This is taking coronavirus fears to the ultimate extreme -- rather than waiting until it's too late, more and more Americans are writing in-memoriam addresses ... for themselves.
As you know, standard funerals aren't happening anymore under "safer-at-home" guidelines -- and online memorial services are now the norm. Keeper, a company that allows people to create memorial pages, tells TMZ ... it's seen a big increase in people using their "Living Memorial" feature.
Might sound like a very morbid DIY, but Keeper's president, Mandy Benoualid, tells us their site lets users create a detailed chronicle of their lives -- complete with timelines, milestones, photos, and memories from loved ones.
She says the "Living Memorial" feature also lets you designate who'll be your "keeper" when you're gone.

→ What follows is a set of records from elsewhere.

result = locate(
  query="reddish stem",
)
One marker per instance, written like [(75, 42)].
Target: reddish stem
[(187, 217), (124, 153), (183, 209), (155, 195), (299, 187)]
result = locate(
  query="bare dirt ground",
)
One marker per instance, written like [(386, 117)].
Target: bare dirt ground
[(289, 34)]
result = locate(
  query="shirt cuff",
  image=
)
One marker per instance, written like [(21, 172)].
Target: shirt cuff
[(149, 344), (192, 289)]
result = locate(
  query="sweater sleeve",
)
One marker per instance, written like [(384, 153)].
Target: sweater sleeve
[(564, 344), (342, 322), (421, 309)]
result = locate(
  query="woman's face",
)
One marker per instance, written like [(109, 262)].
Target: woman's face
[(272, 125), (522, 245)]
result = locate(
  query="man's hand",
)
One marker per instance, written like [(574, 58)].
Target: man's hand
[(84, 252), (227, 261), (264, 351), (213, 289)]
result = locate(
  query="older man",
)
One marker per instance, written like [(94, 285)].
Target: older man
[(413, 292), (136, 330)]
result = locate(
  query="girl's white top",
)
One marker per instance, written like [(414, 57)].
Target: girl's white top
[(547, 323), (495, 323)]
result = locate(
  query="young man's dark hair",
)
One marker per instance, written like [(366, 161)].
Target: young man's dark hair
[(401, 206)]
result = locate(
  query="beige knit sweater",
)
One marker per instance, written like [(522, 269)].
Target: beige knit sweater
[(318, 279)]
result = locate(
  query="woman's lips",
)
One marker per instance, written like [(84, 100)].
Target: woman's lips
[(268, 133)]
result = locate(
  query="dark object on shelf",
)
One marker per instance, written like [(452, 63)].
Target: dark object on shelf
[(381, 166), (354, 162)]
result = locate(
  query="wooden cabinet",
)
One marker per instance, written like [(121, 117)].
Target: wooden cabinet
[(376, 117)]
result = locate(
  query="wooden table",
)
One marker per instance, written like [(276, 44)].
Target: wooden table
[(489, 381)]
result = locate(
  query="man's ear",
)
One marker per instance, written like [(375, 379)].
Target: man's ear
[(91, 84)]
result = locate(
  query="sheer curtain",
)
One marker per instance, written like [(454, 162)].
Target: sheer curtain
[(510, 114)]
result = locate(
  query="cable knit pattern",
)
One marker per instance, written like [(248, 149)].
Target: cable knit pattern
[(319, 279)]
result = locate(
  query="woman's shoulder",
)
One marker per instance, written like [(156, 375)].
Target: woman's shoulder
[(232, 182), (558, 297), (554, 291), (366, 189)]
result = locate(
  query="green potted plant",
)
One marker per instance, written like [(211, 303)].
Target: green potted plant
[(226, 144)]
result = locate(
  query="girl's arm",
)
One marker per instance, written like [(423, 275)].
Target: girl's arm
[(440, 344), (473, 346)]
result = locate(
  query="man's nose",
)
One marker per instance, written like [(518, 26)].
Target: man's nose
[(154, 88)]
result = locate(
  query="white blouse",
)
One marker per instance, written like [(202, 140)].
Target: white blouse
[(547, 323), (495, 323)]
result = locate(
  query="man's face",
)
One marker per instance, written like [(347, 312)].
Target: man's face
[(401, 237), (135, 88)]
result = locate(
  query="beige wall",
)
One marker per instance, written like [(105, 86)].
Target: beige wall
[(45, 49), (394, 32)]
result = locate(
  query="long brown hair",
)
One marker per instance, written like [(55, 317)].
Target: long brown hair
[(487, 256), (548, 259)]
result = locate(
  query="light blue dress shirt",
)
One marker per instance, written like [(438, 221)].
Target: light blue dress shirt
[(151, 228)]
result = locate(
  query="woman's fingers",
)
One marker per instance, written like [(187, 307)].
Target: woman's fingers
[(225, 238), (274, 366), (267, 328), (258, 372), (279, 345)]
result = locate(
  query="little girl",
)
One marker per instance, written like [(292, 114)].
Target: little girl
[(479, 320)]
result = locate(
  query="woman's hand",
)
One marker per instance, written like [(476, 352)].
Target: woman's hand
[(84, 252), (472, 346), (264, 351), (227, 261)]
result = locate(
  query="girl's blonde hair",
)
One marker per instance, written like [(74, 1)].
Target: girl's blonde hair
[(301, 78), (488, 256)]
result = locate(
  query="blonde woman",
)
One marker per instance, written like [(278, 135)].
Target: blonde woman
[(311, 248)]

Overall, she says their site has seen a 300% increase in traffic.
GatheringUS is another online memorial site, and it's also been very busy. CEO Noha Waibsnaider says one of their newest virtual tools is seeing some love -- the video conference memorial/funeral, which is super elaborate, but tech-friendly.
Mourners log into the chat, and they're walked through the service by an MC of sorts, who mutes their mics and then tells them when it's their turn to speak. There's even a "reception" afterward, and they break guests up into "tables" -- separate video chats, basically.
GatheringUS also has memorial pages people can set up, but it sounds like their digital goodbye parties are seeing more action than online funerals.